In July 2019, the international body dismissed Australian judge Rowan Downing, QC, a former international war crimes judge, from his role as president of the UN Dispute Tribunal.
In an interview from March 2021 that has only now been allowed to be made public, he referred to his dismissal as “the sort of conduct that happens possibly following a coup—a coup d’etat–where people want to get rid of judges quickly.”
“It was, in fact, an attack upon the independence of the judiciary because … no nation-state would be able to acceptably do that,” he said, The Age reported.
Beijing has also been pushing its geopolitical agenda, the Belt and Road Initiative (BRI), under the guise of the United Nations Sustainable Development Goals (UN SDGs).
In 2019, the Chinese government was accused of obstructing the work of the UN Human Rights Council by convincing other autocratic regimes such as Pakistan, Saudi Arabia, Algeria, and Russia to positively evaluate China’s oppressive policies in Xinjiang, where more than one million Muslim Uyghurs are detained and tortured.

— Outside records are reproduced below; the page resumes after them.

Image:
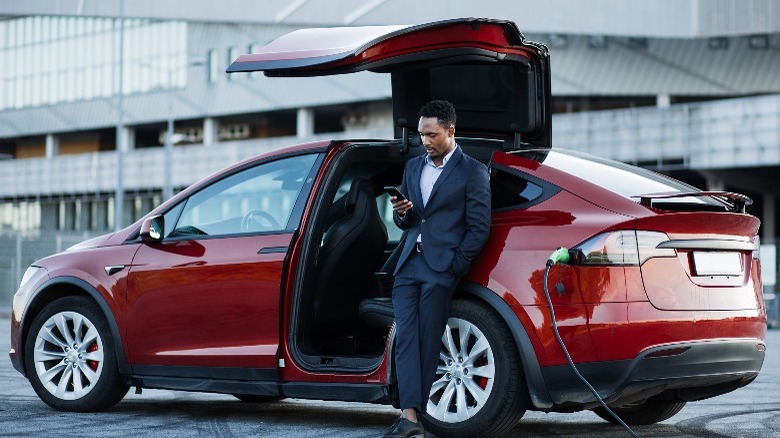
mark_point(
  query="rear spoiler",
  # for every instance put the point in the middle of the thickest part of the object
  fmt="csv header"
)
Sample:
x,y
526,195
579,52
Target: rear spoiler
x,y
735,202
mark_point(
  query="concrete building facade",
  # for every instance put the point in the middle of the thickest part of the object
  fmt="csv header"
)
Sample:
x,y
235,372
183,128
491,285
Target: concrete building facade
x,y
87,89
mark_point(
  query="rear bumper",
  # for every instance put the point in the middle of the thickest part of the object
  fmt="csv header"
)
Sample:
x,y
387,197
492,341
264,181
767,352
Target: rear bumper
x,y
682,372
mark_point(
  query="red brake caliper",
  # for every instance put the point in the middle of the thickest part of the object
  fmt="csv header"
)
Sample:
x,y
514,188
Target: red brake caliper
x,y
92,363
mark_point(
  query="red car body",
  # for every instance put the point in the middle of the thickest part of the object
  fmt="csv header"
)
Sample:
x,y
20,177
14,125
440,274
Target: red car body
x,y
649,324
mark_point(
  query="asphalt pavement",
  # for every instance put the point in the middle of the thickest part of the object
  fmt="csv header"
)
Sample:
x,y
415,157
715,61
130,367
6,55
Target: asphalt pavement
x,y
750,412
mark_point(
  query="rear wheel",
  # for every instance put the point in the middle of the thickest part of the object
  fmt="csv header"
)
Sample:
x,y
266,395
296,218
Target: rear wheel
x,y
479,388
70,357
648,412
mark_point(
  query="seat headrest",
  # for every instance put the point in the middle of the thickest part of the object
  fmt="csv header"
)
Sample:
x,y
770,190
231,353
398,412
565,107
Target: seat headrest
x,y
359,185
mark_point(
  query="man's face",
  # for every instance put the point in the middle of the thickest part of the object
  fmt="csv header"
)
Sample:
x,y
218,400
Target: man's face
x,y
437,140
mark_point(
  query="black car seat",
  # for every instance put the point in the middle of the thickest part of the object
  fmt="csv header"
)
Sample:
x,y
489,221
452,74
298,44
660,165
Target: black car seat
x,y
377,312
351,250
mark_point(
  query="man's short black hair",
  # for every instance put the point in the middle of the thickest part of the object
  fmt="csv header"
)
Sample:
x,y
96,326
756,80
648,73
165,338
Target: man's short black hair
x,y
442,110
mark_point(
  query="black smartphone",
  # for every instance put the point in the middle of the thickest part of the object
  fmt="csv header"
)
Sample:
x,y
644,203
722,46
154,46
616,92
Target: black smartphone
x,y
393,191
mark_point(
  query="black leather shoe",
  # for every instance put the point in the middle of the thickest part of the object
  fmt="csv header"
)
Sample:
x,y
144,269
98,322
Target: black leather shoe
x,y
403,428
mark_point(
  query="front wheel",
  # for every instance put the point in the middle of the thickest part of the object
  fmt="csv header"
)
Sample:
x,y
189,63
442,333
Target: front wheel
x,y
70,357
479,388
647,412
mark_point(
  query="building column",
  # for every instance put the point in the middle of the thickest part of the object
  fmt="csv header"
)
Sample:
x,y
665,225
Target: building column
x,y
52,145
768,220
663,100
305,123
210,131
715,183
128,138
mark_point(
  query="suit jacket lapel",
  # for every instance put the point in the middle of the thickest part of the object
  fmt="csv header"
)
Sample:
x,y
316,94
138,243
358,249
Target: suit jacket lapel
x,y
416,193
451,164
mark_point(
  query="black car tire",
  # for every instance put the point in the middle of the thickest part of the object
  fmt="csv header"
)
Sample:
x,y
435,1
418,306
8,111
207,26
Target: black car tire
x,y
70,358
251,398
507,398
648,412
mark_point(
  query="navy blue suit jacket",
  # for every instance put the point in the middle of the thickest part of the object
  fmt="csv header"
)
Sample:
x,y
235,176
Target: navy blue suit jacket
x,y
455,223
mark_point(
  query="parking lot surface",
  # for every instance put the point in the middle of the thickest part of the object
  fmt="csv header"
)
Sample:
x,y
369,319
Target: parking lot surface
x,y
748,412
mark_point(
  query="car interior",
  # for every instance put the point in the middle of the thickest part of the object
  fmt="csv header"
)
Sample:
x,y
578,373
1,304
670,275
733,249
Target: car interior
x,y
343,300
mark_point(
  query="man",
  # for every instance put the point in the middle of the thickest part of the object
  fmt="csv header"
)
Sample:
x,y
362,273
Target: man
x,y
447,215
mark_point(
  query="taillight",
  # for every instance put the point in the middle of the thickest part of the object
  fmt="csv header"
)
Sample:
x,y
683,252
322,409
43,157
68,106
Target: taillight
x,y
625,247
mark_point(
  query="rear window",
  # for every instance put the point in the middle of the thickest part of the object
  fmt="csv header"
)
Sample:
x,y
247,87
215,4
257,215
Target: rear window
x,y
511,190
621,178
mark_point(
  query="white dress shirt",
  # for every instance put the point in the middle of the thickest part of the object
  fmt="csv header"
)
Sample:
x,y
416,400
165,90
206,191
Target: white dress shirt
x,y
430,174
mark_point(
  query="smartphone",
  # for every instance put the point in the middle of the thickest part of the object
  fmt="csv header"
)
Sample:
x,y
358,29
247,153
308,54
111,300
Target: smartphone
x,y
393,191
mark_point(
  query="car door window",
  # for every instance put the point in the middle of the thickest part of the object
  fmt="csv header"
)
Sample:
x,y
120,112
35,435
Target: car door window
x,y
256,200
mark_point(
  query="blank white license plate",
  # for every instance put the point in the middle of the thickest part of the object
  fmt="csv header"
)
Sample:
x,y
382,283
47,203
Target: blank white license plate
x,y
717,263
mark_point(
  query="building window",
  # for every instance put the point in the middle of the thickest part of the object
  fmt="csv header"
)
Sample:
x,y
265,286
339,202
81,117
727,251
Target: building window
x,y
254,48
66,59
213,66
232,55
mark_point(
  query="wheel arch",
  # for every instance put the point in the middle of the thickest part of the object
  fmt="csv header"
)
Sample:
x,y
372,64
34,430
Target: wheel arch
x,y
60,287
537,386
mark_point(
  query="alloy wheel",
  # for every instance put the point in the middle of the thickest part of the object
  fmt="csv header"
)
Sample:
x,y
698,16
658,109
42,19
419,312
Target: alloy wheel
x,y
69,355
465,375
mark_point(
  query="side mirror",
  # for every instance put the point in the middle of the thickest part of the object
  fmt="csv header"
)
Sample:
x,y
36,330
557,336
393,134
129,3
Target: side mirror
x,y
153,229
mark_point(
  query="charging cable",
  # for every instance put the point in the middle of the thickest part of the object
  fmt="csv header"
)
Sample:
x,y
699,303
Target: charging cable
x,y
561,255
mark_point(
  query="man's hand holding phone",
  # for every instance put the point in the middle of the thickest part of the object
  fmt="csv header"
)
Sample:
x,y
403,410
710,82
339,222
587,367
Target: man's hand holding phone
x,y
400,204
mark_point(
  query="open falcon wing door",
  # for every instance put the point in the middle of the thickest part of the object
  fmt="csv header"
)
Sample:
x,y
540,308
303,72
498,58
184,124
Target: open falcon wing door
x,y
498,81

In a tweet on March 20, Reilly said the UN’s removal of Downing was to stop him from ruling in her favour. Downing has previously accused Guterres of inaccurately reporting on the situation, leading to Reilly being ostracised by other members. He also criticised Guterres for failing to handle Reilly’s complaint properly and unlawfully delaying the UN’s consideration of the matter.
UN spokesman Stephane Dujarric has denied the accusation.
Reilly first made a complaint in 2013 after a Geneva-based Chinese diplomat requested the UN to confirm the identities of “anti-government Chinese separatists” individuals set to speak at the UN Human Rights Council.
Her direct superior, Eric Tistounet, head of the Human Rights Council Branch of the Office of the High Commissioner for Human Rights (OHCHR), asked the staff to hand the names to the Chinese diplomat “not to exacerbate the Chinese mistrust against us.”
Reilly reported the issue to her superiors, but nothing changed. As she continued to reject the practice over the years, Reilly was kept at the UN with a salary while undertaking legal action over her treatment. She was formally sacked in 2021 after a report on her case was published in the French daily Le Monde.